Assume $a$ and $b$ are positive integers. Consider the following set of positive integers $$X =\{xa + yb > 0\,|\,x,y ∈ \mathbb{Z}\}$$ (where $x$ or $y$ can be negative or $0$). $X$ is non-empty since it contains both $a$ and $b$. Therefore it contains a smallest element $d$. Prove that $d = \gcd(a, b)$
I have to solve the question above, but I'm not sure how to do it. I think it has to do with Bézout’s theorem, but I have have no idea how to apply it in this particular question. Any help?
First, Bezout's identity tells us there exist $x, y \in \Bbb Z$ such that $ax+by=\gcd(a, b)$. This means $\gcd(a, b) \in X$, so since $d$ is the least element in $X$, $d \leq \gcd(a, b)$.

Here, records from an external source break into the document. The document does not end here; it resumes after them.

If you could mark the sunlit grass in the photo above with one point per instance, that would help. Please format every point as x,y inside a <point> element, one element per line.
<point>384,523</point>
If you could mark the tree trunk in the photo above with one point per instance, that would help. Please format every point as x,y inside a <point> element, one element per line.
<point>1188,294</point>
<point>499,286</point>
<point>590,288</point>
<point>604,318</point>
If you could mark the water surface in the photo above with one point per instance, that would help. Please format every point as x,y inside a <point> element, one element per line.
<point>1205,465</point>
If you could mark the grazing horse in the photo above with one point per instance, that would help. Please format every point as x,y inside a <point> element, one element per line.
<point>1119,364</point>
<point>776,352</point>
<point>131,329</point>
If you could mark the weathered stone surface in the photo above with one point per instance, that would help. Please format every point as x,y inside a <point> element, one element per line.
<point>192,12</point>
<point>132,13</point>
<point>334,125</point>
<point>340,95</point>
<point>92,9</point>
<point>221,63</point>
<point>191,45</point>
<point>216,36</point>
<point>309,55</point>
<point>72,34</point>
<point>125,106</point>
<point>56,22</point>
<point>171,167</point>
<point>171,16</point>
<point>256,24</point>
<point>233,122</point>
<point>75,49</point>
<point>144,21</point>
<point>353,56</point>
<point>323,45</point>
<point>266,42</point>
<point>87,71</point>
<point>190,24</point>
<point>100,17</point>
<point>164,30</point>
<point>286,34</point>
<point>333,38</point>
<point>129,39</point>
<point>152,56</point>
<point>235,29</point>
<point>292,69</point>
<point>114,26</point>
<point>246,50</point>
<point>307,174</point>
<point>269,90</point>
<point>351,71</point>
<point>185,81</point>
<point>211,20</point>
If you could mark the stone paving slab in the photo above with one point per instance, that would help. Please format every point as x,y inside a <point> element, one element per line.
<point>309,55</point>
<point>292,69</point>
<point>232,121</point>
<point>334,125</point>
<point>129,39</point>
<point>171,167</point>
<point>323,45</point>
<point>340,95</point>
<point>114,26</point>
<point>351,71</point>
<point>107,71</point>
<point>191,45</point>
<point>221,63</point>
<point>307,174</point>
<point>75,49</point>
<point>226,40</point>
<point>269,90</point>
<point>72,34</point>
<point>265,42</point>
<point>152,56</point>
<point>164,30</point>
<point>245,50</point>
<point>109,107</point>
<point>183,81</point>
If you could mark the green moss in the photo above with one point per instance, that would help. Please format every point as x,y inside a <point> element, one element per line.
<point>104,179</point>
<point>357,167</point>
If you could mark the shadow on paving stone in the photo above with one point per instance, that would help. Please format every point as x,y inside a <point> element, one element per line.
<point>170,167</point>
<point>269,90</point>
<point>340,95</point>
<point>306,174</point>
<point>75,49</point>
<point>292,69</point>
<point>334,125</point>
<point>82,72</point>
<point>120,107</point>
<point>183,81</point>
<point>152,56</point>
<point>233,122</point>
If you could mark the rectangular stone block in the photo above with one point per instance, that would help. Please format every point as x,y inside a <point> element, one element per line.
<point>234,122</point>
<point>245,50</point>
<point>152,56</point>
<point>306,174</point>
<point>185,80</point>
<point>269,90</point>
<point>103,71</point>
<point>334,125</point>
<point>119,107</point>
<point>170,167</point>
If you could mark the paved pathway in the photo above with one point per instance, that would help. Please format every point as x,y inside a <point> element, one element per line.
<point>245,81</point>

Then, for any $ax+by\in X$, we know that if $m=\gcd(a, b)$, then since $m$ is a factor of both $a$ and $b$, we can write $a=mt$ and $b=ms$ for $t, s \in \Bbb{Z}$. Thus:
$$ax+by=mtx+msy=m(tx+sy)$$
This clearly shows that $ax+by$ is a multiple of $m$, so since $ax+by > 0$ and $m > 0$, we know that $m \leq ax+by$ since a factor is always than less than or equal to a positive multiple of that factor. Thus $m$ is less than or equal to all of the elements in $X$, so since $d \in X$, $m \leq d\rightarrow \gcd(a, b)\leq d$.
We now have $d \leq \gcd(a, b)$ and $\gcd(a, b)\leq d$, so $d=\gcd(a, b)$.